Speaking of muscleheads, what about Dolph Lundgren? A Swede with nary a trace of accent, he plays a tall anti-authoritarian cop, so cliche'd in his nonconformity--cliche lines, a cliche lady cop girlfriend (angry at him), and a cliche uptight yuppie partner to annoy--he makes conformity seem like cool, in Dark Angel, AKA I Come in Peace.  Luckily, the killer is a total original: a Germanic Alec Baldwin-meets-Christopher Lambert type with Wuxia hair, shoulder pads, and serious Lugosi-at-the-end-of-Bride of the Monster platform shoes. On Earth to harvest our opiate-spike brain chemicals (they fetch a high price back on his home planet), he kills a mess of drug dealers with a flying CD, steals their stash, then uses it to shoot up random civilians via his crazy wrist snake device, and THEN then drills a hole in their forehead to harvest the ensuing mix of dopamine gushes, then accumulates it all in little crystalline vials in a wrist pack for future off-world export. Man, that's about as un-cliche deviation from the standard alien drug dealer as you can ask for.

It wouldn't be a post-Terminator film if there wasn't also a cop alien, lagging behind and always a little confused, coming after the drug dealer with all sorts of sci-fi fire power with which to turn LA. "into a war zone!" There's also a conglomerate of great evil yuppies that get shot to pieces in a satisfying side plot (always a comfort) and the end is a long cool chase through an abandoned smelting plant ala the end of Terminator 2, and just about everything is thrown into an all-out brawl that's pure Dolph!

I didn't know much about old Dolph prior to writing this, but was shocked to learn he's a Fulbright scholar and brilliant engineering student, a former Swedish Olympic karate team leader, still married to the mother of his children and looks like a damned cool dad. Check him in this picture below teaching one of his daughters some karate moves while on a family vacation!

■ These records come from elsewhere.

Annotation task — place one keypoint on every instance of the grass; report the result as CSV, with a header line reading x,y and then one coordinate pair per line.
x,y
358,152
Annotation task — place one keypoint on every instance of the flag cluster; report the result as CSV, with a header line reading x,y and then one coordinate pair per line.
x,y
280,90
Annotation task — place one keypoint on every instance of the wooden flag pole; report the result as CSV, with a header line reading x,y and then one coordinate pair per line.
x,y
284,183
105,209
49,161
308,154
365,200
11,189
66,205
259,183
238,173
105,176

It would have been great if he'd been allowed to act the full breadth of his Swedish ubermensch intelligence in more films, as anyone can play a dumb cop with a gut instinct for crime who refuses to play by the book, especially by 1990, the pinnacle of lame catchphrase buddy cop action comedy saturation. Alas, the drive-in era was dying by then, and where was a film about a 'think from the gut' cop--the type who finds out anything he wants to know by going to a seedy strip club and shaking down the perennial sniveling snitch, Michael J. Pollard--going to go? It had to wait until now, on the Shout disc, bathed in the neon hue of 80s nostalgia, to shine crazy diamond-style.


All that aside, if you're willing to bask in this 80s capstone's sheer muttonheadedness then you can appreciate the weird aspect of the alien drug peddler avoiding junkies (since their glands are often burned out) and saying "I come in peace" before launching his dope attacks. The film works best when trying to not be clever -- the action is easy to follow and the only distraction is how the editor prides himself on a million little clever smash cuts, from someone opening a car door to someone opening a bottle, for example; there's also the issue of the shrill yuppie smug FBI partner to get past, and the way the roundhouse kicks are filmed is such that one instantly looks for stunt doubles, which makes no sense. If your lead can do his own martial arts it pays to live in the wide shot.

But hey, it was the end of the 80s, the final entry in a long line of Terminator-aping films about heavies from another time, planet, or dimension pursued by an agent of good from the same dimension (ala everything from The Hidden to Trancers and The Keep all the way back to The Brain from Planet Arous (1957). Now that's a film you should see, oh alien brain word receiver. It's cheaper than a Jack Benny doorman tip, but John Agar, in dark contact lenses, ranting about world domination whilst under the possession of evil brain Gor? That's something even a Fulbright can get behind.


1 comment:

  1. The theatrical cut of the keep is an abridged version of a longer cut. Paramount re-edited the film prior to release.